Background: I'm planning to use ZFS and I need to find the correct ashift
parameter for my harddrive, which should be log2(sector_size)
, e.g. 9 for 512 byte sectors.
My harddrive reports a physical and logical sector size of 512 bytes. I read that some harddrives report wrong information to prevent compatibility problems with operating systems that assume 512 byte sectors. I'm not sure whether that's the case with my harddrive.
So I wrote a small program to help me determine the true physical sector size. The program opens an empty partition on my harddrive and writes blocks of 4096 bytes at 1000 randomly selected locations spread within 1 GiB. The random locations are first aligned to 4096 bytes, then an offset is added. The program performs these 1000 random writes using different offsets and measures how long the writes took for each offset. The first offset is zero, then it is increased in steps of 256 bytes.

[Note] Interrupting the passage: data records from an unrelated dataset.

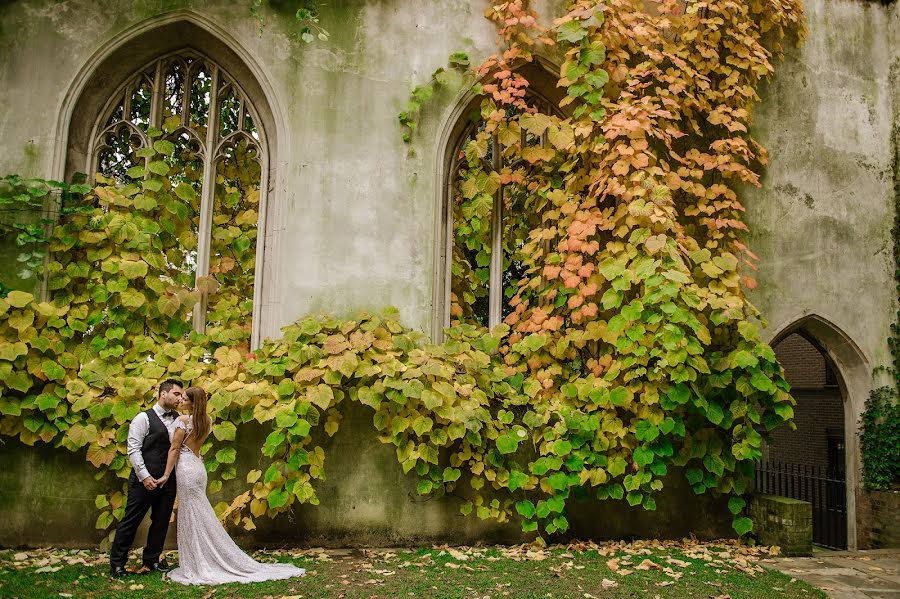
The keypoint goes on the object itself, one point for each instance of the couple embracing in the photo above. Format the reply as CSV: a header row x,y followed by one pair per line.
x,y
164,450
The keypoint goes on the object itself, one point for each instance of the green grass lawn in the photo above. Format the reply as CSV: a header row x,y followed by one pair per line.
x,y
650,570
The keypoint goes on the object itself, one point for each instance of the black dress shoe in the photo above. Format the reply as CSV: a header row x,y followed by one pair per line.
x,y
162,566
117,571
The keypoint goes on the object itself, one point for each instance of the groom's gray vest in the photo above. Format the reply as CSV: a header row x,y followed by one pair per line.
x,y
155,448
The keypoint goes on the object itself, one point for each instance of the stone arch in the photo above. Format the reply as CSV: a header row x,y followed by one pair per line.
x,y
853,369
542,75
115,61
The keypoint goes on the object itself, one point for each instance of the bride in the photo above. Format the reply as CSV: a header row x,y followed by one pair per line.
x,y
206,554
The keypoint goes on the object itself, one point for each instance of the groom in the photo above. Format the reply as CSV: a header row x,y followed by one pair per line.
x,y
149,438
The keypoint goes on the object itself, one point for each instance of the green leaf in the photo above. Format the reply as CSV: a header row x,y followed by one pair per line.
x,y
694,475
278,498
517,479
643,456
164,147
571,31
646,431
226,455
224,431
742,525
736,504
54,371
508,443
525,509
159,167
714,412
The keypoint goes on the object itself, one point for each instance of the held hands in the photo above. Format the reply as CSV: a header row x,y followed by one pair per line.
x,y
152,484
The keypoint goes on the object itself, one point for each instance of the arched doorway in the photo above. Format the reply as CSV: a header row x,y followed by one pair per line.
x,y
819,461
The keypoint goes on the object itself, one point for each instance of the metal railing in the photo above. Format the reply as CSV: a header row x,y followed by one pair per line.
x,y
825,489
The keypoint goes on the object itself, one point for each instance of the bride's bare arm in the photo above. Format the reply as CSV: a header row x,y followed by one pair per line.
x,y
174,450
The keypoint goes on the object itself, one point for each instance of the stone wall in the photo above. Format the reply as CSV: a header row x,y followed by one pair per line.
x,y
879,519
352,215
47,498
784,522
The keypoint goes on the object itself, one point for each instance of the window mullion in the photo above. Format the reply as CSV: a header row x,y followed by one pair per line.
x,y
495,284
204,234
157,96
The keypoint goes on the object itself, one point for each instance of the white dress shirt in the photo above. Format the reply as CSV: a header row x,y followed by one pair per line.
x,y
139,429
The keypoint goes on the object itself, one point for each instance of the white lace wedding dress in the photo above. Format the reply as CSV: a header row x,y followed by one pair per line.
x,y
206,554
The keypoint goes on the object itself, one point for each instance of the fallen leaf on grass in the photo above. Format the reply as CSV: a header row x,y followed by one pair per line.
x,y
648,565
678,562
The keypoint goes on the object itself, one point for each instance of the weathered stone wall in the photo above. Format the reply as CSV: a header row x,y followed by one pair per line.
x,y
352,216
879,519
821,221
784,522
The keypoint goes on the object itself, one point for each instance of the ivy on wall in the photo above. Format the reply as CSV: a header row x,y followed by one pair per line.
x,y
628,351
880,439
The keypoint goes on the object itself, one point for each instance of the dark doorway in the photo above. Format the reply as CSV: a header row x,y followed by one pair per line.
x,y
809,463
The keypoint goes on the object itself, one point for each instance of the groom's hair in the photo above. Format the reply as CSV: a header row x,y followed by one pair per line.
x,y
167,384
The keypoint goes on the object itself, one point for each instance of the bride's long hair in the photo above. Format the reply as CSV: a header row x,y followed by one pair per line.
x,y
198,412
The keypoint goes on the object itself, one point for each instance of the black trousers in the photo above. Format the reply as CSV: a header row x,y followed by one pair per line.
x,y
160,503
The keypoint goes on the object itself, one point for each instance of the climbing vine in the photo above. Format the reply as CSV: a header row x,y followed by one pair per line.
x,y
627,348
880,439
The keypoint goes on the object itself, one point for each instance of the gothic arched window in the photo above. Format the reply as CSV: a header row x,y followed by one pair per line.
x,y
478,279
219,162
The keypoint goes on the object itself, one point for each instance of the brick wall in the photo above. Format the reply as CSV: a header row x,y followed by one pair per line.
x,y
819,413
804,366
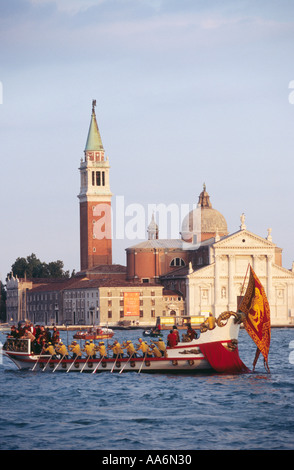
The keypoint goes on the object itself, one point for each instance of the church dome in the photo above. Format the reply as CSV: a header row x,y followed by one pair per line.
x,y
203,222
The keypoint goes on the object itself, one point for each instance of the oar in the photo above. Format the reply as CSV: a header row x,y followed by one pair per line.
x,y
114,364
47,363
98,364
58,363
72,363
126,363
142,364
38,359
85,364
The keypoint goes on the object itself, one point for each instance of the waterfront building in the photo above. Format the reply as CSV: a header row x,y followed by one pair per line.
x,y
95,202
200,272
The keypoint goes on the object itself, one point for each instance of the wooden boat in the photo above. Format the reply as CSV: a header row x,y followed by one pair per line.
x,y
152,333
214,350
94,333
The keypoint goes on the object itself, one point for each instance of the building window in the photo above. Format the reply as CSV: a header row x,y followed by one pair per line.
x,y
177,262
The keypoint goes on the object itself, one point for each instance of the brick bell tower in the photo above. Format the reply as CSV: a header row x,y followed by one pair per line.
x,y
95,202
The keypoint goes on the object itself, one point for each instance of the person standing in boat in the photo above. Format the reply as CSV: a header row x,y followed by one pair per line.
x,y
130,348
50,349
90,349
172,339
155,350
161,346
142,346
55,335
76,350
62,350
175,329
191,334
101,349
117,350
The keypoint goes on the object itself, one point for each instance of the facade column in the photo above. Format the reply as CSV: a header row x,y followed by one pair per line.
x,y
269,278
231,294
216,284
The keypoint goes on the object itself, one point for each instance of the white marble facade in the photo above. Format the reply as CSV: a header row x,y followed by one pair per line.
x,y
216,287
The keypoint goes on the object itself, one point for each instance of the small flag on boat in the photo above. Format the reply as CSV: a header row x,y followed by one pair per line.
x,y
257,321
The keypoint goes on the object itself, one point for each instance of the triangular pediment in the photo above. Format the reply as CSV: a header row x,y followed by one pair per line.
x,y
244,239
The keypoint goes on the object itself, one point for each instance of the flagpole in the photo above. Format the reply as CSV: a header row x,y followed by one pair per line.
x,y
243,287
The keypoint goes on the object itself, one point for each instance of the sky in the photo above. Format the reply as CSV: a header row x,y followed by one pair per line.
x,y
188,92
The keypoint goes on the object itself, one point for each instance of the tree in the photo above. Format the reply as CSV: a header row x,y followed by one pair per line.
x,y
32,267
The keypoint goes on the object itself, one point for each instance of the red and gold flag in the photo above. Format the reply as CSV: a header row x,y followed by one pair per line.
x,y
257,317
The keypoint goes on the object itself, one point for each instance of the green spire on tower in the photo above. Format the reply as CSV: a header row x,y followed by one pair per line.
x,y
94,141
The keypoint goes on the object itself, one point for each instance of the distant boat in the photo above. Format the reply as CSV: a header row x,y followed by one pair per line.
x,y
153,333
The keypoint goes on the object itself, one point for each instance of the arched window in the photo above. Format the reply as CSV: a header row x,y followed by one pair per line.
x,y
177,262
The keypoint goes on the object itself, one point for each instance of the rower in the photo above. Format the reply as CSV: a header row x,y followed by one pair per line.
x,y
131,352
75,348
101,349
62,350
155,350
89,349
50,349
161,346
143,346
117,350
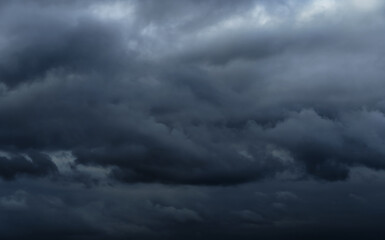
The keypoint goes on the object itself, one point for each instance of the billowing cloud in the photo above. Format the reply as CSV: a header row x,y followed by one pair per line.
x,y
191,97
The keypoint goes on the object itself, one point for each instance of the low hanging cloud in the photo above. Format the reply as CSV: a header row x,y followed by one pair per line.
x,y
170,93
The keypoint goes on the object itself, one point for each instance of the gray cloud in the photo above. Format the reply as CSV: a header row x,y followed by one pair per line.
x,y
216,99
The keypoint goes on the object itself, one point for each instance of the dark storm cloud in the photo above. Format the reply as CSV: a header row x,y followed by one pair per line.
x,y
33,164
194,92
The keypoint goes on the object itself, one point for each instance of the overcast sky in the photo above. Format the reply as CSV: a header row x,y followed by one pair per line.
x,y
192,119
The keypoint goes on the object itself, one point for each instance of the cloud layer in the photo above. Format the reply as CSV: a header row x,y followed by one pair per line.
x,y
198,94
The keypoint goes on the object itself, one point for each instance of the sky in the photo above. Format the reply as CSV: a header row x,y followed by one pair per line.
x,y
192,119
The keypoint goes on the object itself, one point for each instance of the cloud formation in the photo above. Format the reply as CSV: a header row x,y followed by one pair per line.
x,y
205,95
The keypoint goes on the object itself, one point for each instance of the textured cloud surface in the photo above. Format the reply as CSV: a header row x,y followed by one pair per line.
x,y
191,119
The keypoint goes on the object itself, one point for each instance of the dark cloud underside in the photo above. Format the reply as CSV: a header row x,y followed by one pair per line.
x,y
209,96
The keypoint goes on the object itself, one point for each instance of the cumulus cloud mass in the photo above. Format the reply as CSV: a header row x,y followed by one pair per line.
x,y
192,119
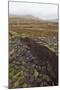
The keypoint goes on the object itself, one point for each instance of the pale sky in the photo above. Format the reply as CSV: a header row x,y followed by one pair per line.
x,y
43,11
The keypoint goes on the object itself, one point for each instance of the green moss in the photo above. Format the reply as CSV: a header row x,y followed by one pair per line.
x,y
25,85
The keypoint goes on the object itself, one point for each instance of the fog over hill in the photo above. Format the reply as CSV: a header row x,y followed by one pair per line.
x,y
39,11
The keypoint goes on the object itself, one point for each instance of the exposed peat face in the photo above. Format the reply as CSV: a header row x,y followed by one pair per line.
x,y
31,64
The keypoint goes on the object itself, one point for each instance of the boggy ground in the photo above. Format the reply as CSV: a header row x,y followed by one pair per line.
x,y
31,64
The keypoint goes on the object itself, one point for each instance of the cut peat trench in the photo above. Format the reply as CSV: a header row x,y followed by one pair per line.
x,y
44,56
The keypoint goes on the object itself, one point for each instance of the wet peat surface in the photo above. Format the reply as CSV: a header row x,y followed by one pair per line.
x,y
31,64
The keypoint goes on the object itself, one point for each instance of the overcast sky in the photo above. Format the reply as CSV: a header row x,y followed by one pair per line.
x,y
43,11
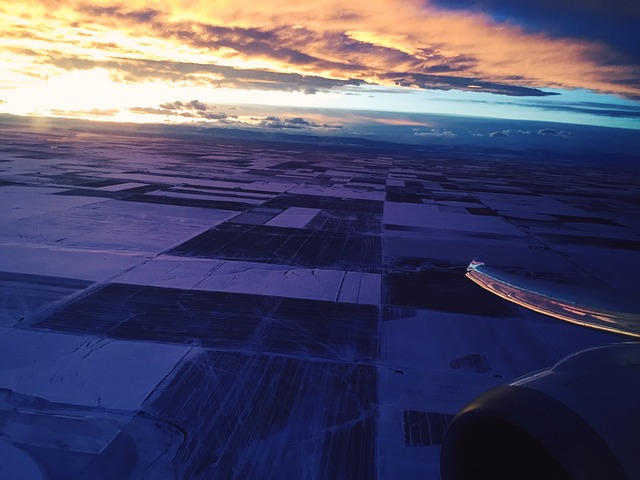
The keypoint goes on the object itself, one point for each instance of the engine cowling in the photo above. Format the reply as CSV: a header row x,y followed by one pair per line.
x,y
579,420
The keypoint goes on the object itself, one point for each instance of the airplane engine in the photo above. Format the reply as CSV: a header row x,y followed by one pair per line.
x,y
578,420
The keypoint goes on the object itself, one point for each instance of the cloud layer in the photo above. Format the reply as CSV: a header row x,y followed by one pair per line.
x,y
306,46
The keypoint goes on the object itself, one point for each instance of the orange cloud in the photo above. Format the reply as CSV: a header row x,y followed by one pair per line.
x,y
243,43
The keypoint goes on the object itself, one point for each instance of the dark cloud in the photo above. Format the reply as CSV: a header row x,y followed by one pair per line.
x,y
592,108
613,22
427,69
130,70
445,82
295,123
552,132
120,13
434,133
499,134
96,112
206,112
192,109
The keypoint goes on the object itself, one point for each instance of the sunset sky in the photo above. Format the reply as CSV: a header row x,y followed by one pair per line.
x,y
185,60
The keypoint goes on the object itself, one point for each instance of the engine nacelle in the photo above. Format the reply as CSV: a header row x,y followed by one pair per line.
x,y
578,420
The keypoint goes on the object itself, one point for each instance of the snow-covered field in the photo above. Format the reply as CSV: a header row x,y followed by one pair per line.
x,y
180,308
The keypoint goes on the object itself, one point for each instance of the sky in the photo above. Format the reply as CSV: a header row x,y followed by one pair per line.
x,y
190,60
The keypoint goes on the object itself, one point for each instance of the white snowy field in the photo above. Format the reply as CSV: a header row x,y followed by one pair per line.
x,y
191,309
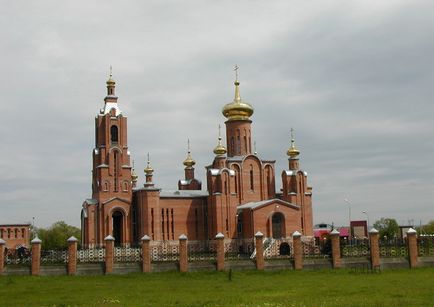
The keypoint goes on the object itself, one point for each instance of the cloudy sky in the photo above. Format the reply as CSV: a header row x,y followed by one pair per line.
x,y
354,78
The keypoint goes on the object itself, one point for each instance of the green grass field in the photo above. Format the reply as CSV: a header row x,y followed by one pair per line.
x,y
252,288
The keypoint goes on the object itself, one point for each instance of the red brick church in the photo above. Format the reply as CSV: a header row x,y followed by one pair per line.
x,y
240,198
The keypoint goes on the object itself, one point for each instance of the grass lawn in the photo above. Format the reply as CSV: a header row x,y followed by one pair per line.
x,y
251,288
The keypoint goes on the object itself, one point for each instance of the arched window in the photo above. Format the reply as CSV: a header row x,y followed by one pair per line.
x,y
114,134
251,178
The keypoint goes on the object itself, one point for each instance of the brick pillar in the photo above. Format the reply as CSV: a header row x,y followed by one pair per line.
x,y
220,247
36,256
336,249
183,255
260,263
146,254
298,250
375,248
109,253
72,255
412,247
2,255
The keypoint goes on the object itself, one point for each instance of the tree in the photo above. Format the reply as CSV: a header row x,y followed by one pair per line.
x,y
56,236
387,227
428,228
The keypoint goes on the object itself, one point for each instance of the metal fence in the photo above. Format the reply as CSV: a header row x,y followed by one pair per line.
x,y
321,249
425,246
355,248
127,254
91,255
393,248
18,256
54,257
278,248
163,251
239,249
202,251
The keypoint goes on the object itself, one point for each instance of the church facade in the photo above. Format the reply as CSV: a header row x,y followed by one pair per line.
x,y
240,197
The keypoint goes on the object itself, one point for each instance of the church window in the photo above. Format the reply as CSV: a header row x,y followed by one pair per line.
x,y
115,171
167,224
238,145
251,178
173,225
114,134
196,223
152,222
162,222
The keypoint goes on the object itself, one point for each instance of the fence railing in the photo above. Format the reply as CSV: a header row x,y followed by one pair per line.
x,y
393,248
91,255
312,249
202,251
163,251
127,254
355,248
54,257
278,249
425,246
239,249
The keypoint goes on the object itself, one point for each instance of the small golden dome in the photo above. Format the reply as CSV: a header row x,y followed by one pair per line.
x,y
220,150
237,109
292,152
148,169
189,162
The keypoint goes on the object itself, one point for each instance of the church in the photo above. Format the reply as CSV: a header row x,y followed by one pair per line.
x,y
240,197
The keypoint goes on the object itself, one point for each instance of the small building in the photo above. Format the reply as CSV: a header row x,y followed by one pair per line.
x,y
15,235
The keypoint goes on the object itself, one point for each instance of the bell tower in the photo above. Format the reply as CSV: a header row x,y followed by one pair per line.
x,y
108,211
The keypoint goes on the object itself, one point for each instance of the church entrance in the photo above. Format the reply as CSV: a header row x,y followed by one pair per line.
x,y
117,218
278,221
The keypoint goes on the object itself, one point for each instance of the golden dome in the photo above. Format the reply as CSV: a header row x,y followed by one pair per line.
x,y
189,162
292,152
237,109
134,176
220,150
148,169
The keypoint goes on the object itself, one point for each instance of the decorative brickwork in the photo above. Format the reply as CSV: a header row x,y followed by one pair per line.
x,y
109,254
183,256
36,256
146,254
260,263
298,250
412,247
72,255
375,248
336,249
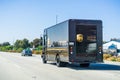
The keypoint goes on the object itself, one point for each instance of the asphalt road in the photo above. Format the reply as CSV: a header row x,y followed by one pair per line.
x,y
13,66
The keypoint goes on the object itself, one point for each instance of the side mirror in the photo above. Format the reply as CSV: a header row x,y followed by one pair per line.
x,y
79,37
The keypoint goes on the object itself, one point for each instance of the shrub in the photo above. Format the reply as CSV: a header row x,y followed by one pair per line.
x,y
118,59
105,56
19,50
37,51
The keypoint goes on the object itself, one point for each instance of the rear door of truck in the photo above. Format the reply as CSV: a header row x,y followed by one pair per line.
x,y
87,43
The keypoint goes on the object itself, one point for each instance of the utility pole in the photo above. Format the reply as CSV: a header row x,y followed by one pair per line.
x,y
56,19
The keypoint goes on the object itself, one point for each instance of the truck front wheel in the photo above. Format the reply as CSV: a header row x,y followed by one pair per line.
x,y
85,65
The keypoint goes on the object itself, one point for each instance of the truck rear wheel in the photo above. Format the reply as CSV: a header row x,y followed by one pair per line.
x,y
59,63
85,65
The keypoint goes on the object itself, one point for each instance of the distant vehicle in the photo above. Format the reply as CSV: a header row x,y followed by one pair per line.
x,y
73,41
27,52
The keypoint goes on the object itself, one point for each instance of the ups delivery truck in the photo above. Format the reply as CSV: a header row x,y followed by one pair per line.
x,y
73,41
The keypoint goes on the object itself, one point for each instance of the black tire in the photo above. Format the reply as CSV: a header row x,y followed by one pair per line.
x,y
85,65
59,63
44,59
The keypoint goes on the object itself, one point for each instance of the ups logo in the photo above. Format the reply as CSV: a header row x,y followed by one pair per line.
x,y
79,37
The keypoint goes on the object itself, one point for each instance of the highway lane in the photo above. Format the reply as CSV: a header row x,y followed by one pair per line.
x,y
13,66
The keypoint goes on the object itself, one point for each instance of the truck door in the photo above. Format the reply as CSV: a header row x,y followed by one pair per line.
x,y
86,44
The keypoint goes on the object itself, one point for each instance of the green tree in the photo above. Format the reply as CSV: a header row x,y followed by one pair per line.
x,y
25,43
6,44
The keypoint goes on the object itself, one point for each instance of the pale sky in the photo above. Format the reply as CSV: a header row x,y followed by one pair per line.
x,y
27,18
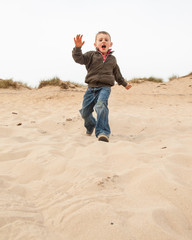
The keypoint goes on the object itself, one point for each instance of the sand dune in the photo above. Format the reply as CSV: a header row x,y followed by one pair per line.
x,y
58,183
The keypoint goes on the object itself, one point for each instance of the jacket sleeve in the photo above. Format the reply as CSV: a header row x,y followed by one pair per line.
x,y
79,57
118,77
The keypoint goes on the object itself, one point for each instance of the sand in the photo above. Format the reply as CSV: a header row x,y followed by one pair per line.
x,y
58,183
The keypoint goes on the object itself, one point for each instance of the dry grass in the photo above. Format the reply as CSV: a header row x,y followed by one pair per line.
x,y
150,79
9,83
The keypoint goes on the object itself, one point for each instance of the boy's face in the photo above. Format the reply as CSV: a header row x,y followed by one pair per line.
x,y
103,43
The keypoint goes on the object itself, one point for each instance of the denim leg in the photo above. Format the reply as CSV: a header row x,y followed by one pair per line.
x,y
87,110
101,108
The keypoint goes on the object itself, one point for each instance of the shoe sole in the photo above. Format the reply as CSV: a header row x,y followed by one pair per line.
x,y
103,138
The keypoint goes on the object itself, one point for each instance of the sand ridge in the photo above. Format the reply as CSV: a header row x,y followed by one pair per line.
x,y
58,183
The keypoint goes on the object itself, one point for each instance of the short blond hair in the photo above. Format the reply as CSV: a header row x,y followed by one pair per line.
x,y
102,32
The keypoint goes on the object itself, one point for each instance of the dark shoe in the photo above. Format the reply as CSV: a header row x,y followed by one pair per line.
x,y
103,138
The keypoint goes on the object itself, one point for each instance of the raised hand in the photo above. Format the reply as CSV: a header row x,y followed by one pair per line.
x,y
78,41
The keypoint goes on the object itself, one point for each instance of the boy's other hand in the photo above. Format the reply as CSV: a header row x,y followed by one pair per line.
x,y
128,86
78,41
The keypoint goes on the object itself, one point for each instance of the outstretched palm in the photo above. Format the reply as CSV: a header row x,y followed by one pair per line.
x,y
78,41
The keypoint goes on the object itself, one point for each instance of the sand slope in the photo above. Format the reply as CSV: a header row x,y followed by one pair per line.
x,y
58,183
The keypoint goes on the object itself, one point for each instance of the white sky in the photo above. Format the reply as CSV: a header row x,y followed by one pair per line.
x,y
150,37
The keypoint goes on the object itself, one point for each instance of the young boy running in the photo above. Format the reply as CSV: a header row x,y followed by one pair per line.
x,y
102,72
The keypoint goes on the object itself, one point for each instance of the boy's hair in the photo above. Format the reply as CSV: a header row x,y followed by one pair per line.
x,y
102,32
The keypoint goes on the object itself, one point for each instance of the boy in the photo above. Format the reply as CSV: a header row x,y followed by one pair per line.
x,y
102,72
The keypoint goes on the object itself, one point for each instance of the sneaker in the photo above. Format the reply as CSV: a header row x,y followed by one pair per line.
x,y
103,138
89,133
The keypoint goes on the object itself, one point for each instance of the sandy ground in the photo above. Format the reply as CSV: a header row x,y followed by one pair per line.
x,y
58,183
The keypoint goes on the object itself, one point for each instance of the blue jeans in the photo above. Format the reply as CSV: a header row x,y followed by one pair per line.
x,y
96,98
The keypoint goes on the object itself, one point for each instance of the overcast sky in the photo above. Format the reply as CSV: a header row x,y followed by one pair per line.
x,y
150,37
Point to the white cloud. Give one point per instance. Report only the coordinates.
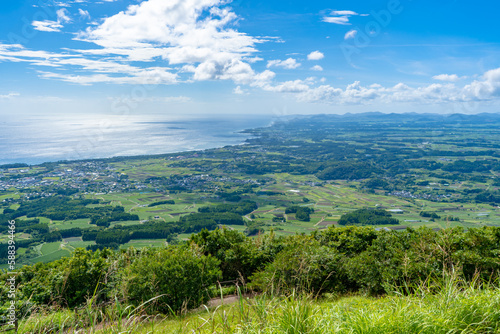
(194, 37)
(53, 26)
(196, 34)
(351, 34)
(485, 89)
(447, 77)
(289, 63)
(62, 16)
(84, 14)
(315, 55)
(341, 17)
(49, 26)
(344, 20)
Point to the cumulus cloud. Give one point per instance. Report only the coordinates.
(53, 26)
(84, 14)
(198, 33)
(341, 17)
(485, 89)
(315, 55)
(447, 77)
(350, 34)
(195, 37)
(288, 64)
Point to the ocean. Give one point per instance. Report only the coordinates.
(37, 139)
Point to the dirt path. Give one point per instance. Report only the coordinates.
(214, 302)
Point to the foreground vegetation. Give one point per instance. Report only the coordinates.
(454, 308)
(106, 286)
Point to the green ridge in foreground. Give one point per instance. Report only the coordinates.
(452, 310)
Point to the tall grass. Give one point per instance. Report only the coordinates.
(452, 307)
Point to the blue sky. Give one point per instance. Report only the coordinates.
(269, 57)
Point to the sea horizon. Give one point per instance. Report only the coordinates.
(54, 138)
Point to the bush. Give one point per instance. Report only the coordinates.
(178, 277)
(306, 267)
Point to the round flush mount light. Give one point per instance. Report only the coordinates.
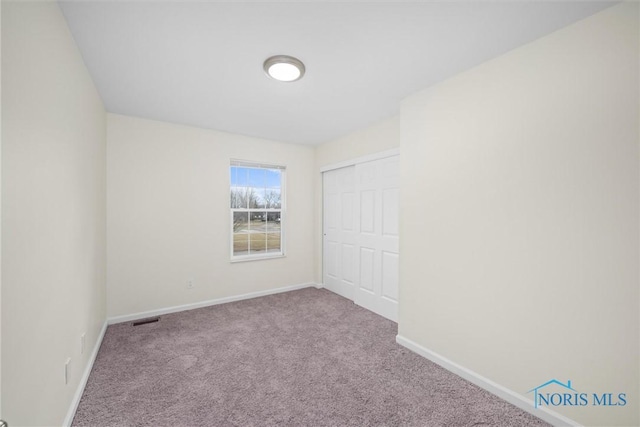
(284, 68)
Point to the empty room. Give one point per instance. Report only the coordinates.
(319, 213)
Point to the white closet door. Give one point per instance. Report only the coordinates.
(339, 231)
(377, 241)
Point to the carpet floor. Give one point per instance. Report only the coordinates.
(301, 358)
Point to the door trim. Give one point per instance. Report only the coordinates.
(363, 159)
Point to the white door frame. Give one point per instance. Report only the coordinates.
(347, 163)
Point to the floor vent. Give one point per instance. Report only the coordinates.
(145, 321)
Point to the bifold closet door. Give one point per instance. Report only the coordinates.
(339, 231)
(377, 242)
(361, 238)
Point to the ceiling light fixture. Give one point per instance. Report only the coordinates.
(284, 68)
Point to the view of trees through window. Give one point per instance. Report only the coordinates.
(256, 209)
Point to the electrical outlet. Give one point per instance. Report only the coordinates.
(66, 371)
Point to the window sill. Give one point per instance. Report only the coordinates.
(256, 258)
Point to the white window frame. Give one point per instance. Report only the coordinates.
(282, 210)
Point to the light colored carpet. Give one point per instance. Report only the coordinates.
(302, 358)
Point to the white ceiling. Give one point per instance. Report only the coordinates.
(199, 63)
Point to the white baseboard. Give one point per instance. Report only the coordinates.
(502, 392)
(200, 304)
(85, 377)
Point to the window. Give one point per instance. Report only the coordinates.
(257, 210)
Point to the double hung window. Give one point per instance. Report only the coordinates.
(257, 210)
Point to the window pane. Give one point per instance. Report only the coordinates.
(240, 222)
(272, 178)
(257, 242)
(273, 221)
(256, 177)
(257, 220)
(272, 198)
(239, 176)
(238, 198)
(240, 244)
(273, 242)
(260, 198)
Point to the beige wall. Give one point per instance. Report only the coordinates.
(519, 215)
(169, 221)
(381, 136)
(53, 213)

When opening the partition for writing, I use the O_WRONLY | O_SYNC | O_DIRECT
flags to get as close to the hardware as I can, i.e. circument as many caches as I can. I also make sure that my buffer is properly aligned in memory.
Here's what I would expect:
- For non-zero offsets, the addresses I'm writing to are not aligned to the harddrive's physical sectors (regardless of whether it has 512 or 4096 byte physical sectors). There is at least one sector that has to be modified only partially, so the harddrive has to read that sector, update parts of it and then write it back. That should be the slower case because a read is involved (read-modify-write).
- For zero offset, regardless of whether the harddrive has physical 512 or 4096 byte sectors, the write operations should not require reading any sectors. All sectors affected by the writes should simply be overwritten. This should be the faster case.
But in fact, I cannot notice any difference. The 1000 writes always take around 8.5 seconds. The offset doesn't seem to have any influence:
Offset Time (ms) for 1000 random writes
------ --------------------------------
0 8459.11
256 8450.69
512 8633.82
768 8533.94
1024 8467.36
1280 8450.63
1536 8525.72
1792 8533.96
2048 8450.64
2304 8450.79
2560 8442.37
2816 8442.38
3072 8442.28
3328 8450.82
3584 8442.27
3840 8450.81
Additional observations/remarks:
- Writing units of 512 bytes results in similar numbers (i.e. no noticeable influence of the offset).
- Just for the case that my partition itself is not aligned to a physical sector boundary, I also tried increasing the offset in 1 byte steps. That way, the "ideal" offset would be found eventually - but still, I couldn't identify any difference.
Can anyone explain this?
For sake of completion, here's my program (in case anyone wants to run it, insert the path to an empty block device into the open
call):
#include <chrono>
#include <fcntl.h>
#include <iostream>
#include <random>
#include <unistd.h>
int main()
{
const int bufferSize = 4096;
char buffer[bufferSize] __attribute__((aligned(4096)));
for (int offset = -256; offset < 4096; offset += 256)
{
std::mt19937 generator;
std::uniform_int_distribution<int> distribution(0, 1024 * 1024 * 1024 / 4096);
if (offset >= 0) std::cout << offset << "\t";
else std::cout << "Warming up ..." << std::endl;
int f = open("PATH_TO_EMPTY_BLOCK_DEVICE", O_WRONLY | O_SYNC | O_DIRECT);
auto t0 = std::chrono::high_resolution_clock::now();
for (int i = 0; i < 1000; ++i)
{
lseek(f, SEEK_SET, 4096 * distribution(generator) + offset);
if (write(f, buffer, bufferSize) != bufferSize) exit(1);
}
auto t1 = std::chrono::high_resolution_clock::now();
close(f);
if (offset >= 0) std::cout << (1000 * std::chrono::duration_cast<std::chrono::duration<double>>(t1 - t0).count()) << std::endl;
}
return 0;
}
4096 bytes x 1000 times = 4 MBytes data. Chances are that your hard drive has 64 MB of cache, if not more, 256 MB is not uncommon on modern drives.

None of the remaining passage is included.